Little Hands was only a few weeks old when he was found alone on the side of the road. It was early June, and all the wildlife shelters and rehabilitation centres in the area were already full.
“When you ask what to do with [an orphaned raccoon], you’re told, ‘Leave it alone and let nature take its course,’ or ‘You can take it to a vet who will have to euthanise it,'” Nikki Robinson, who works in wildlife rehabilitation, tells The Dodo. “It broke my heart. I couldn’t let that happen!”

While Robinson worked full time, her mother Linda was semi-retired and could bottle feed a baby up to five times a day. So after Robinson made it clear that grandchildren were not in the cards, Linda reluctantly became Little Hands’ mother.
“The first time she bottle-fed him and he looked up at her, she literally melted,” Robinson said. “She treated him very lovingly from the start because they really like to be touched.
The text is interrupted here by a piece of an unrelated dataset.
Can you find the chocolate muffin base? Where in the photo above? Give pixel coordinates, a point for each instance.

So she built a bond with him, even though she knew he would eventually return to the wild.”

Little Hands grew strong, and by the end of the summer he was ready to go out on his own.
“They are gently released and go onto their property and live under the patio for a while, and she leaves food outside until they wander off and find their own way,” Robinson said. “But Little Hands remained friendly with the whole family and he was very kind and loving to us.”

“My mother” has a porch swing that she sits on outside and he would come up and literally crawl on the swing and sit next to her and just want his butt and chin scratched,” Robinson said. “He wanted his cuddles and then he got his food and left.
For the past three years, Little Hands has been living independently in the wild – but he always returns to the house where he was raised to cuddle with his mother.
Since Little Hands left home, Linda has taken in numerous orphaned and abandoned baby raccoons with nowhere else to go.
And every year, the raccoons she releases into the wild come back for occasional visits.
“Every day she sits outside and waits, and even when they’re grown they visit her and she just beams and loves it,” Robinson said. “They love her too – she’s just the mama.”
Thanks to Linda, the little raccoons can spend their lives in the wild, but just like their human children, they know they can come home to mum for a snack and a hug anytime.